Al's final topic had to do with BSD process accounting. What happens if you start accounting to a file, then unmount the underlying filesystem? On a BSD system, the unmount will fail with an EBUSY error. But, on Linux, "somebody decided to be helpful" and thought it would be a friendly gesture to automatically stop the accounting and allow the unmount to proceed. This policy seems useful, but there is a catch: it creates a situation where an open file on a filesystem does not actually make that filesystem busy. That has led to a lot of interesting races dating back to 2000 or so; it is, he said, a "massive headache."

This mechanism has now been ripped out of the kernel. In its place is a mechanism by which an object can be added to a vfsmount structure (which represents a mounted filesystem); that object supports only one method: kill(). These "pin" objects hang around until the final reference to the vfsmount goes away, at which point each one's kill() function is called. It thus is a clean mechanism for performing cleanup when a filesystem goes away.

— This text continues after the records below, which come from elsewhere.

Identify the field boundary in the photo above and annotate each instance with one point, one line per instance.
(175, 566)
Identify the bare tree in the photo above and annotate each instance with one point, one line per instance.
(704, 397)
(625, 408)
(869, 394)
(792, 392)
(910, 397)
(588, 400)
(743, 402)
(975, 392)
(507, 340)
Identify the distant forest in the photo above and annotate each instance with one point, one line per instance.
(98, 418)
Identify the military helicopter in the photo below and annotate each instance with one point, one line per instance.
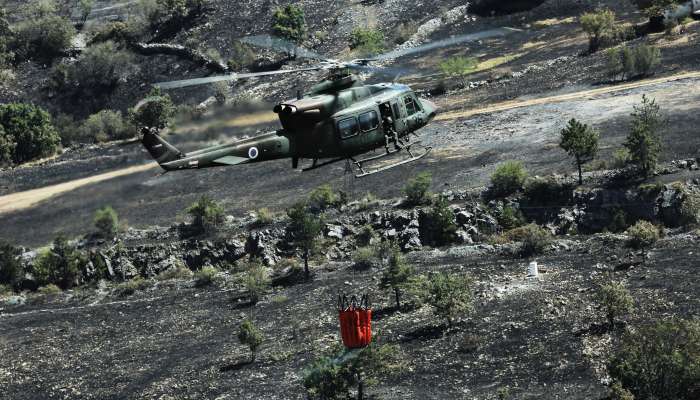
(338, 119)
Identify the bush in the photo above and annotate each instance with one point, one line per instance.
(130, 287)
(95, 75)
(155, 111)
(107, 125)
(367, 41)
(106, 221)
(256, 282)
(26, 133)
(59, 265)
(450, 295)
(459, 67)
(533, 238)
(10, 267)
(205, 276)
(644, 140)
(323, 198)
(508, 178)
(250, 335)
(599, 26)
(43, 38)
(615, 300)
(660, 361)
(289, 23)
(438, 227)
(642, 235)
(206, 214)
(417, 190)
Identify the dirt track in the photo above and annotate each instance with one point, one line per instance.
(27, 199)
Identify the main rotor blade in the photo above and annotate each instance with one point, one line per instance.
(231, 77)
(472, 37)
(279, 44)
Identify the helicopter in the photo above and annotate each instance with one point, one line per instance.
(338, 119)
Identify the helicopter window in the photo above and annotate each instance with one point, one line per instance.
(369, 121)
(348, 128)
(411, 107)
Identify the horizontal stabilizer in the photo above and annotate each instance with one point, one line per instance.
(231, 160)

The first use of this mechanism is to handle shutdown of BSD process accounting. But it can also be put to good use when unmounting a large tree with multiple filesystems. If one filesystem depends on another, a pin object can be placed to ensure that the cleanup work is done in the right order. This facility, found in fs/fs_pin.c looks to be useful but, as Ted Ts'o noted, it is also completely undocumented at the moment. Al finished the session with an acknowledgment that some comments in that file would be helpful for other users.

Index entries for this article
Kernel	Filesystems/Virtual filesystem layer
Kernel	iov_iter
Conference	Storage, Filesystem, and Memory-Management Summit/2015

Virtual filesystem layer changes, past and future

Posted Mar 22, 2015 12:46 UTC (Sun) by jlayton (subscriber, #31672) [Link]

Great writeup! One minor nit:

"In summary, Al said, he is surprised by how many iovec instances (the predecessor to iov_iter) remain in the kernel."

Technically, iov_iter is not a "predecessor" to the iovec, as it has an iovec array embedded within it. Rather, it's more of a wrapper around an iovec (or kvec, or bio_vec) that helps keep track of your position within the stream.